Dengan melihat dalil-dalil dua kelompok di atas, maka jelas bahwa kelompok pertama berpegang pada keumuman dalil-dalil, sedangkan kelompok kedua berargumentasi dengan dalil-dalil yang mentakhsis keumumannya. Karena itu, perbedaan pendapat di antara keduanya akan tetap ada, tetapi perbedaan tersebut akan berakhir seandainya kelompok pertama menerima kelompok kedua dengan dalil-dalil pentakhsisnya itu, tetapi (alih-alih menerima), mereka justru menolak dan malah melakukan berbagai penakwilan sedemikian rupa. Itulah sebabnya mengapa perbedaan pendapat ini terus berlangsung dan tidak pernah berhenti.
Kami akan berusaha meninjau hadits-hadits ini dari sisi sanad dan matannya, kemudian kita akan melihat dilalahnya dari sisi manthuq dan mafhumnya agar kita bisa sampai pada pendapat yang benar dan kuat, tentunya dengan ijin Allah Swt.
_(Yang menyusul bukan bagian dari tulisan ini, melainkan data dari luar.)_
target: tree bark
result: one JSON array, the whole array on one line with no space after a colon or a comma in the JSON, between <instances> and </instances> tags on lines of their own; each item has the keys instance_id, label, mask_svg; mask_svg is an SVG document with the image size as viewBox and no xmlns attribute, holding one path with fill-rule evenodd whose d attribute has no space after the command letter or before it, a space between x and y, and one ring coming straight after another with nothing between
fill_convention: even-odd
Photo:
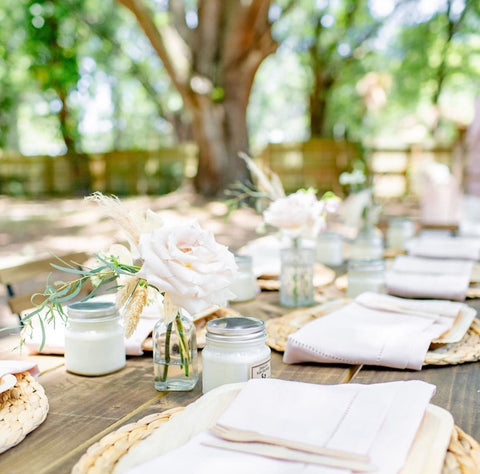
<instances>
[{"instance_id":1,"label":"tree bark","mask_svg":"<svg viewBox=\"0 0 480 474\"><path fill-rule=\"evenodd\" d=\"M185 28L179 1L159 29L142 0L118 0L136 17L192 116L198 145L196 190L220 195L248 170L238 152L249 151L246 110L253 79L276 49L268 21L270 0L198 0L198 26Z\"/></svg>"},{"instance_id":2,"label":"tree bark","mask_svg":"<svg viewBox=\"0 0 480 474\"><path fill-rule=\"evenodd\" d=\"M310 93L310 136L327 137L327 105L328 96L335 80L333 77L314 71L315 79L312 92Z\"/></svg>"}]
</instances>

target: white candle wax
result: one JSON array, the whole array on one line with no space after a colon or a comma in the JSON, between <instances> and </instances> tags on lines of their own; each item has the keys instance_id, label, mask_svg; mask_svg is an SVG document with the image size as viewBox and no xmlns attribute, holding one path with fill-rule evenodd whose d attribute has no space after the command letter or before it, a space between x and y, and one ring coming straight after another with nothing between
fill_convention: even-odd
<instances>
[{"instance_id":1,"label":"white candle wax","mask_svg":"<svg viewBox=\"0 0 480 474\"><path fill-rule=\"evenodd\" d=\"M317 238L316 260L337 267L343 263L343 241L338 234L325 233Z\"/></svg>"},{"instance_id":2,"label":"white candle wax","mask_svg":"<svg viewBox=\"0 0 480 474\"><path fill-rule=\"evenodd\" d=\"M115 304L72 303L65 328L65 367L80 375L103 375L125 366L125 342Z\"/></svg>"},{"instance_id":3,"label":"white candle wax","mask_svg":"<svg viewBox=\"0 0 480 474\"><path fill-rule=\"evenodd\" d=\"M375 293L385 292L385 280L383 273L380 274L355 274L348 275L347 297L355 298L365 291Z\"/></svg>"},{"instance_id":4,"label":"white candle wax","mask_svg":"<svg viewBox=\"0 0 480 474\"><path fill-rule=\"evenodd\" d=\"M119 324L87 322L65 330L65 367L80 375L103 375L125 366L125 343Z\"/></svg>"},{"instance_id":5,"label":"white candle wax","mask_svg":"<svg viewBox=\"0 0 480 474\"><path fill-rule=\"evenodd\" d=\"M392 221L387 229L387 246L392 249L405 248L405 242L415 235L413 221L404 219Z\"/></svg>"},{"instance_id":6,"label":"white candle wax","mask_svg":"<svg viewBox=\"0 0 480 474\"><path fill-rule=\"evenodd\" d=\"M227 383L270 377L270 349L262 342L242 347L205 347L202 351L203 393Z\"/></svg>"},{"instance_id":7,"label":"white candle wax","mask_svg":"<svg viewBox=\"0 0 480 474\"><path fill-rule=\"evenodd\" d=\"M381 259L350 260L347 280L348 298L365 291L385 293L385 262Z\"/></svg>"},{"instance_id":8,"label":"white candle wax","mask_svg":"<svg viewBox=\"0 0 480 474\"><path fill-rule=\"evenodd\" d=\"M235 294L233 302L253 300L257 295L257 284L254 276L251 273L238 272L229 290Z\"/></svg>"}]
</instances>

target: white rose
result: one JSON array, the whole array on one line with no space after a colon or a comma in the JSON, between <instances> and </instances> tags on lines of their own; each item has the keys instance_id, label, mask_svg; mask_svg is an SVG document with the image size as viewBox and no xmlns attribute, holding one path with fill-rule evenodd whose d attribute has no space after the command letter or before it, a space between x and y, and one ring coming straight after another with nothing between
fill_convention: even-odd
<instances>
[{"instance_id":1,"label":"white rose","mask_svg":"<svg viewBox=\"0 0 480 474\"><path fill-rule=\"evenodd\" d=\"M139 251L143 266L138 276L192 315L234 296L228 290L237 268L234 256L197 222L143 234Z\"/></svg>"},{"instance_id":2,"label":"white rose","mask_svg":"<svg viewBox=\"0 0 480 474\"><path fill-rule=\"evenodd\" d=\"M267 224L292 238L314 236L325 225L324 203L313 192L297 191L272 202L263 213Z\"/></svg>"}]
</instances>

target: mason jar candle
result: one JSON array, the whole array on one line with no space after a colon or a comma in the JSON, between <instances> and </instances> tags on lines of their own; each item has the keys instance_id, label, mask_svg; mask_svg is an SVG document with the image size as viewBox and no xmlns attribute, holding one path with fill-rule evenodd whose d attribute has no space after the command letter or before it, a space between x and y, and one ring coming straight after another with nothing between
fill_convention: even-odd
<instances>
[{"instance_id":1,"label":"mason jar candle","mask_svg":"<svg viewBox=\"0 0 480 474\"><path fill-rule=\"evenodd\" d=\"M365 291L385 293L385 261L357 259L348 262L347 297L355 298Z\"/></svg>"},{"instance_id":2,"label":"mason jar candle","mask_svg":"<svg viewBox=\"0 0 480 474\"><path fill-rule=\"evenodd\" d=\"M343 238L335 232L323 232L317 237L317 262L338 267L343 263Z\"/></svg>"},{"instance_id":3,"label":"mason jar candle","mask_svg":"<svg viewBox=\"0 0 480 474\"><path fill-rule=\"evenodd\" d=\"M270 348L265 323L235 316L212 319L202 351L203 393L223 384L270 377Z\"/></svg>"},{"instance_id":4,"label":"mason jar candle","mask_svg":"<svg viewBox=\"0 0 480 474\"><path fill-rule=\"evenodd\" d=\"M250 255L235 255L237 264L237 275L229 287L229 290L235 294L232 301L249 301L257 296L258 286L255 275L253 274L252 257Z\"/></svg>"},{"instance_id":5,"label":"mason jar candle","mask_svg":"<svg viewBox=\"0 0 480 474\"><path fill-rule=\"evenodd\" d=\"M67 308L65 367L80 375L104 375L125 366L125 343L114 302L83 301Z\"/></svg>"},{"instance_id":6,"label":"mason jar candle","mask_svg":"<svg viewBox=\"0 0 480 474\"><path fill-rule=\"evenodd\" d=\"M350 258L382 258L383 251L383 237L381 235L374 232L360 232L353 241Z\"/></svg>"},{"instance_id":7,"label":"mason jar candle","mask_svg":"<svg viewBox=\"0 0 480 474\"><path fill-rule=\"evenodd\" d=\"M408 218L395 217L388 223L387 247L404 249L405 242L415 235L415 223Z\"/></svg>"}]
</instances>

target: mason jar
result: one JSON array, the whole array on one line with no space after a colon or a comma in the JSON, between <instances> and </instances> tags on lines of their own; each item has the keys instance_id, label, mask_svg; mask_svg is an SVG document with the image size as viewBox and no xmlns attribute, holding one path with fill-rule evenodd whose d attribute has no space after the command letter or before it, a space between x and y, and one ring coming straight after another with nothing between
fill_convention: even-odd
<instances>
[{"instance_id":1,"label":"mason jar","mask_svg":"<svg viewBox=\"0 0 480 474\"><path fill-rule=\"evenodd\" d=\"M270 377L270 348L265 323L234 316L207 323L202 351L203 393L223 384Z\"/></svg>"},{"instance_id":2,"label":"mason jar","mask_svg":"<svg viewBox=\"0 0 480 474\"><path fill-rule=\"evenodd\" d=\"M406 217L395 217L388 223L387 247L404 249L405 242L415 235L415 223Z\"/></svg>"},{"instance_id":3,"label":"mason jar","mask_svg":"<svg viewBox=\"0 0 480 474\"><path fill-rule=\"evenodd\" d=\"M375 259L382 258L384 252L383 237L374 232L359 232L353 241L350 258Z\"/></svg>"},{"instance_id":4,"label":"mason jar","mask_svg":"<svg viewBox=\"0 0 480 474\"><path fill-rule=\"evenodd\" d=\"M125 367L118 309L110 301L81 301L67 308L65 367L80 375L104 375Z\"/></svg>"},{"instance_id":5,"label":"mason jar","mask_svg":"<svg viewBox=\"0 0 480 474\"><path fill-rule=\"evenodd\" d=\"M253 300L257 296L258 286L253 274L252 257L250 255L235 255L237 274L229 290L235 294L232 302Z\"/></svg>"},{"instance_id":6,"label":"mason jar","mask_svg":"<svg viewBox=\"0 0 480 474\"><path fill-rule=\"evenodd\" d=\"M385 293L385 261L380 258L350 260L347 279L348 298L355 298L365 291Z\"/></svg>"},{"instance_id":7,"label":"mason jar","mask_svg":"<svg viewBox=\"0 0 480 474\"><path fill-rule=\"evenodd\" d=\"M322 232L317 237L317 262L338 267L343 263L343 238L336 232Z\"/></svg>"}]
</instances>

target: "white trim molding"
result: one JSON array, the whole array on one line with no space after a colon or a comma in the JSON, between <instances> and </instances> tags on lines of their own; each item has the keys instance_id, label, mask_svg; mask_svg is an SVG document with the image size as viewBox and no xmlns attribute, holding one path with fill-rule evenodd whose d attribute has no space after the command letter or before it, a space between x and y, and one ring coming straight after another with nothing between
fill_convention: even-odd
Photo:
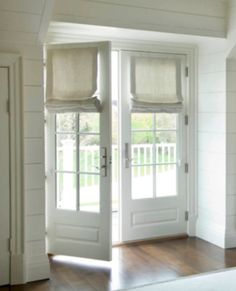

1. Hadits Abu Said bahwa air itu suci mensucikan tidak menjadi najis oleh sesuatupun adalah hadits yang layak untuk digunakan sebagai hujjah, karena Ahmad, Ibnu Ma'in, dan Ibnu Hazm telah menshahihkannya.
Secara harfiah, manthuq hadits ini memberi pengertian umum, karena kata al-maa yang dima'rifatkan oleh alif lam al-jinsi, itu bersifat umum, mencakup seluruh air, karena itu hadits tersebut bersifat umum karena tidak ada takhsis (pengkhususan) di dalamnya.
Sedangkan hadits al-hiyaadh (telaga) yang di dalamnya disebutkan: Bagi binatang itu air yang telah diminumnya yang sudah masuk dalam perutnya, dan air yang tersisa itu bagi kita sebagai minuman dan sesuatu yang suci mensucikan, adalah hadits yang menunjukkan bahwa air tersebut bersifat muthlaq dari sisi kwantitinya (banyak sedikitnya), karena frase bagi kita air yang tersisa itu bersifat muthlaq tanpa penetapan batasan volume atau takaran air, sehingga hadits tersebut tetap dalam kemutlakannya.
Dalam kedua hadits tersebut tidak ada takhsis sama sekali, sehingga keduanya memberi pengertian air yang bersifat umum dan muthlaq.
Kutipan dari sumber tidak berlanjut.